Dalla loro unione era nato un bel maschietto dai capelli lisci e
neri, dagli occhi tondi e scuri che brillavano come carboni
accesi, in un faccino paffuto e sorridente.
Lo avevano chiamato Francesco (Franco per gli amici e parenti)
“Ciccio” solo per la sua mamma che se lo era coccolato durante
il primo anno di vita come una bimba fa con i suoi bambolotti,
tenendolo in braccio, cambiandolo d’abito anche due volte al
giorno, cullandolo mentre gli raccontava di fiabe piene di
angioletti e bambini buoni.
Il bimbo, quando la giovane mamma morì, aveva cinque anni e
nonostante il padre – un uomo dal fisico possente di età già
matura (aveva passato i quaranta) – gli diceva di non piangere,
ma di guardare le stelle del cielo perché era là che la sua
mamma era andata, aveva capito che non la avrebbe vista più, che
la sua mamma non lo avrebbe più stretto al seno e baciato la
sera prima di coricarsi quando gli dava la buonanotte.
Quando Alfio si risposò, Francesco di anni ne compiva sette, e
quando nacque il fratellino – anche lui maschio ma biondo di
capelli, gli occhi azzurri, e un corpicino magro e ossuto come
un ranocchio – era proprio il giorno del suo ottavo compleanno:
18 novembre 1946.
La seconda moglie – chiamarla matrigna era quasi impossibile
tanto era minuta e spaventata - era una giovinetta del paese,
piccola e smarrita che i genitori avevano consegnato nelle mani
di Don Alfio – così era chiamato in Paese perché da tutti
onorato e stimato anche grazie al suo patrimonio personale fatto
di case, terreni e denari – perché un uomo come lui non poteva
stare senza una donna, essendo lo stesso un cristiano timorato
di Dio che mai si sarebbe accoppiato con femmine di malaffare.
Così giovane e inesperta del mondo, riusciva a badare solo a sé
stessa, lasciando alla tutrice del Paese il compito di crescere
i due bambini.
I due fratelli così – Francesco di primo letto e Leonardo di
secondo – crebbero sotto lo stesso tetto senza mai, però,
frequentarsi, senza avere il minimo desiderio di conoscersi come
dovrebbe essere nelle naturali cose di famiglia.
Mentre il primo era molto riservato e studioso, il secondo –
assai più viziato – cresceva impertinente, e fannullone.

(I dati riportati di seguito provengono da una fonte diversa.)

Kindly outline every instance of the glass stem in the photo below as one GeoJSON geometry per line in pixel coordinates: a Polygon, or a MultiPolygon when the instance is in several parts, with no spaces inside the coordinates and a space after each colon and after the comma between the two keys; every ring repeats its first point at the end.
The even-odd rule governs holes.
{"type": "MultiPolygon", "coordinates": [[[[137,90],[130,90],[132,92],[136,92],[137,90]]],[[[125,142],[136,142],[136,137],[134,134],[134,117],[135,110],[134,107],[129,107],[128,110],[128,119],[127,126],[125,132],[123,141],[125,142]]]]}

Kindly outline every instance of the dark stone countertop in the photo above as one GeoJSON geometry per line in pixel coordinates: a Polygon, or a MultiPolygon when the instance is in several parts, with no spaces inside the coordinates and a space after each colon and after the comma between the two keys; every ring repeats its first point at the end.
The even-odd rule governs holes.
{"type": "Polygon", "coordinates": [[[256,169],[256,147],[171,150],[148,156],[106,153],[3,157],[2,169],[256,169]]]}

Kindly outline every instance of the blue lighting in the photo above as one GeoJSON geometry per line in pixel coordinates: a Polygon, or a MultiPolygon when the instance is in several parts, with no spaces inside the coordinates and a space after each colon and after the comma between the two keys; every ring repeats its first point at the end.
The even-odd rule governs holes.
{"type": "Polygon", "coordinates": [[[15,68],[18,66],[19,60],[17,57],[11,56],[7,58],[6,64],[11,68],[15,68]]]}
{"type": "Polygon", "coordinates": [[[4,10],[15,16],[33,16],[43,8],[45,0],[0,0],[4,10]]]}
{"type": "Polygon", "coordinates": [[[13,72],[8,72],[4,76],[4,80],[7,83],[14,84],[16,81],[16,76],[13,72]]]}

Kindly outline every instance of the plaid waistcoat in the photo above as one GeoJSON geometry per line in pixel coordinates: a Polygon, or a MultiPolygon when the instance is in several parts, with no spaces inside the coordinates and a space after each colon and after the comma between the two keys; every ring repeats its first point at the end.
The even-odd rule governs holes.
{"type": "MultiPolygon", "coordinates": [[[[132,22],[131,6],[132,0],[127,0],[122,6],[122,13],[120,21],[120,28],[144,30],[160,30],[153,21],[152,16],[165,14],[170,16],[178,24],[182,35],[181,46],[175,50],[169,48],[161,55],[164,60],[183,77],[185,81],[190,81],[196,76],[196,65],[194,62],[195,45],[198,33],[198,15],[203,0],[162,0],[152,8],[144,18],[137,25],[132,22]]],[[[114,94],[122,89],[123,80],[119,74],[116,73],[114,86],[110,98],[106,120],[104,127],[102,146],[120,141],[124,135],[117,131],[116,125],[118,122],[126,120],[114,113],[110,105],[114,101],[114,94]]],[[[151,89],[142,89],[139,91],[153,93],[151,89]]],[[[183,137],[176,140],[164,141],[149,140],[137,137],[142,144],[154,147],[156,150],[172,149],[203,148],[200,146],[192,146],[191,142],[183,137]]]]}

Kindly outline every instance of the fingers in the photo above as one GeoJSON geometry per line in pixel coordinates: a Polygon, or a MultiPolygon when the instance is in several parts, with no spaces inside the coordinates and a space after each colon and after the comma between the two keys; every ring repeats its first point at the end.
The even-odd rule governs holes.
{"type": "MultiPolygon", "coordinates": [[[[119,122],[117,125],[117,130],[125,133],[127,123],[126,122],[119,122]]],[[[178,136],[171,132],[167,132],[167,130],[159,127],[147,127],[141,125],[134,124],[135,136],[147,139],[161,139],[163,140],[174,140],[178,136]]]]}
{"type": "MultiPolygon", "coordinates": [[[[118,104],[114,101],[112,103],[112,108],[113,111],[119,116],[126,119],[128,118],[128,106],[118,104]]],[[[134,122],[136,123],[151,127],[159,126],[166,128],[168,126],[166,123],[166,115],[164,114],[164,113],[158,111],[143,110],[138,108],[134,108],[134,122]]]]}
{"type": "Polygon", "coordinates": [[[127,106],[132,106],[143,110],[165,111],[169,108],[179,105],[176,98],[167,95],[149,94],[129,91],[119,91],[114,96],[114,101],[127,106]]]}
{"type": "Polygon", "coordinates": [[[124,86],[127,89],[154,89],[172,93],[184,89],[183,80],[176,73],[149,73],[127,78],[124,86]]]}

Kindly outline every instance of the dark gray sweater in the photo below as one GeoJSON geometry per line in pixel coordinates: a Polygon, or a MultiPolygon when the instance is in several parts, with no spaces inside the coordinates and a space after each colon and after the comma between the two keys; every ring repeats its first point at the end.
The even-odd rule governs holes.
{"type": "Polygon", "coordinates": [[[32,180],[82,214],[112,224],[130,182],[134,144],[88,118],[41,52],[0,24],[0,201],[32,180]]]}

In Paese raccontavano i vecchi che molto spesso Francesco era
stato visto vittima degli scherzi più atroci combinati dal
fratellastro, e che Don Alfio era sempre più propenso a credere
alla parola (mentitrice) del piccolo Leonardo che a quella del
figlio più grande.
Dire che i due non si amassero non si sarebbe detta una bugia;
ma mentre Francesco – nonostante tutto quello che doveva
sopportare da parte del fratello – non nutriva astio verso
quella peste, Leonardo dentro di sé covava verso il più grande
un sentimento che rasentava l’odio.
Invidioso e prepotente pretendeva di ogni cosa avere la parte
più grande, sempre.
Quel Natale del 1950 era un Natale speciale: la guerra era
finita e il Paese si era ripopolato di tutta quella gente che
era scappata per paura dei bombardamenti e delle vendette delle
bande che erano uscite allo scoperto e, assetate di sangue,
avevano ucciso tutti quelli che erano stati (anche loro
malgrado) della sponda opposta.
Don Alfio con la guerra si era arricchito ancora di più
approfittando delle necessità della povera gente che pur di
mettere in tavola qualcosa da mangiare era disposta a vendersi
quel pezzettino di terreno incolto, o quegli oggettini d’oro che
custodivano nel cassettino dell’armadio e che tiravano fuori
solo nelle feste comandate. In Paese solo Don Alfio era la
persona che non chiudeva la porta in faccia a nessuno e per suo
profitto aiutava la povera gente.
Quella vigilia di Natale dunque in quasi tutte le case i camini
scoppiettavano di legna stagionata, e per l’aria si sentivano
odori di carni arrostite e di salsicce.
In casa di Don Alfio si era cenato, come al solito, allo
scoccare delle sette perché un quarto alle otto avrebbe pilotato
la sua possente figura all’Osteria del Bisonte a fare la sua
bella giocata a carte con gli amici di sempre.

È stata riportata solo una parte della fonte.